Whitehot Magazine
"The Best Art In The World"
Projects 90: Song Dong at The Museum of Modern Art
11 West 53 Street
New York, NY 10019-5497
June 24, 2009 through September 7, 2009
Everything is Useful
Right now the atrium of the MOMA is meticulously filled with oodles of a single person’s belongings, situated around and within the roughly hewn frame of the diminutive house that the objects once filled. It could be the most incredible yard sale you’ve ever laid your eyes upon, one for the Smithsonian, until you notice the blue neon sign hung overhead that reads, ‘Dad, don’t worry, Mum and We are fine’, and learn that the whole layout - indeed the essential function of the work itself - was intended to help the artist’s late mother cope with the death of her husband. It’s a dose of art medicine, you might say.

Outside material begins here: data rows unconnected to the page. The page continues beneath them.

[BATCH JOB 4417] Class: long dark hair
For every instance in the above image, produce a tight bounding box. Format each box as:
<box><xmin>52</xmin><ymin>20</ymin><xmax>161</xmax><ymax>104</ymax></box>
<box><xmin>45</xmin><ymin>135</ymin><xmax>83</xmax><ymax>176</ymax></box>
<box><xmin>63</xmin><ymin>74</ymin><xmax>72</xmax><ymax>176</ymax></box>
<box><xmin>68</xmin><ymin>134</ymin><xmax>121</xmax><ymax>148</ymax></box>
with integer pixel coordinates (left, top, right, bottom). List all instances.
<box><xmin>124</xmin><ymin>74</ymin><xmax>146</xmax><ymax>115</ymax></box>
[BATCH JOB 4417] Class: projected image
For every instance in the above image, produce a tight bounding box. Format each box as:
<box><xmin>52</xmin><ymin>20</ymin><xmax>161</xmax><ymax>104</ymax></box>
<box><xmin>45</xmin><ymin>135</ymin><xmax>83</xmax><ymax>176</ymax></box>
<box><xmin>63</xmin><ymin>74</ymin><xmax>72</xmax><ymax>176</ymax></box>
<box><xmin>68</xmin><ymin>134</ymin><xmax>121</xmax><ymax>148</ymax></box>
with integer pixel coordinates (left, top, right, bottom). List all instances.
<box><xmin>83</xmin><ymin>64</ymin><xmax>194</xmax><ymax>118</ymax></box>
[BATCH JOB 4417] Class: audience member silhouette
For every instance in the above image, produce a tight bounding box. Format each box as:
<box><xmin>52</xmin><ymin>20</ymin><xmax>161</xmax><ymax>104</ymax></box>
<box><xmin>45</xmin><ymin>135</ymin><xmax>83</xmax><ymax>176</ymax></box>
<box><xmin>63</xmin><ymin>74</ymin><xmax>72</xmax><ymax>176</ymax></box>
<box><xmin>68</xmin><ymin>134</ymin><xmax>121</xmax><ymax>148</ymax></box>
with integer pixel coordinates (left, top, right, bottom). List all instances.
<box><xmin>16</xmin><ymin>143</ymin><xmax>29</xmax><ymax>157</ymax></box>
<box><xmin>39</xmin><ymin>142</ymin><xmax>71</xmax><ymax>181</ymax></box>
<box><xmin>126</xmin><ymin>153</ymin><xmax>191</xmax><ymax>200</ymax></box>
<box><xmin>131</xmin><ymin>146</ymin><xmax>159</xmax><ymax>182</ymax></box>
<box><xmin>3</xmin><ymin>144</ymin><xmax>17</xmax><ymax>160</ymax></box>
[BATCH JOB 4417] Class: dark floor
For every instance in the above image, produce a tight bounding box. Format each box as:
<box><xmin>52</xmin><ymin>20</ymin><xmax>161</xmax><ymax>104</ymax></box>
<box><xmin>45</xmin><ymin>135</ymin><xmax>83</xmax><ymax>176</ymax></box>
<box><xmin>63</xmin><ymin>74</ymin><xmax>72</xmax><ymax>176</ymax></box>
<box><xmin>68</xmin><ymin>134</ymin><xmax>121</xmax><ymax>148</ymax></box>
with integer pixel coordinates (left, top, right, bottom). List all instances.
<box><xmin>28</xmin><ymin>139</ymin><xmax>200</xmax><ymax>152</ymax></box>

The installation is titled, Waste Not, and the artist, Song Dong, a paladin of cool conceptual art that can stimulate your mind while warming the cockles of your heart, has written that “art isn’t important here. The most important thing is to pull my mother out of her isolated and grief stricken world.” As Song Dong tells the story, after his father’s sudden death his mother was utterly beside herself. She withdrew, and her propensity to accumulate objects intensified. Three decades of collecting things that might one day come in handy was crosschecked by a total unwillingness to throw anything away, resulting in a suffocating clutter of stuff that was basically useless but couldn’t be trashed as a matter of principle. Any attempts Song Dong or his sister made to clean up her growing hodgepodge only resulted in conflict, as she feared they’d throw away something that could have been useful. This mentality was the driving force of her generation - Wu jin qi yong, (Waste nothing that could potentially be useful in the future) - but new wealth in China effectively nullified that value. With Waste Not, Song Dong gave his mother’s possessions a new use-value, and in the process rekindled happiness in her life.
All of the objects in the exhibition belong to Song Dong’s late mother, Zhao Xiangyuan, and some of them are actually older than the artist himself. In the first incarnations of Waste Not, (this is the fifth construction of the work) Zhao Xiangyuan organized the piles herself, and sat amongst them while the exhibition was open talking with gallery visitors or writing her memoir. Song Dong likes to say he was no more than her assistant. At the Sixth Guangju Biennale in 2006, Song Dong and his mother were honored with The Grand Award for Waste Not.
Unexpectedly, this past January, Zhao Xiangyuan passed away. Instead of closing the door on a piece that had served its original purpose, Song Dong invited his sister, Song Hui, to help him with the installation process, altering the emotional aspect of the work from restoration to reflection. The piece is no longer a vehicle through which Zhao Xiangyuan manifests the mentality of her generation; rather, it becomes more of a commemoration of a generation, and a contemplative exercise for Song Dong and his sister.
This is the first time Waste Not has been shown on American soil and it’s refreshing to see something not obsessed by youth culture, but rather quietly meditating on what preceded it. For our culture of quick gratification, hyper consumption, and ridiculous trash production, Waste Not, is an example of a life lived in reverse circumstances. It shows us who we are by presenting us with what we are not.
Charlie Schultz was born in 1982 and raised on an equestrian farm in
central Pennsylvania. He graduated from Bard College in 2005 and
currently lives and works in New York City.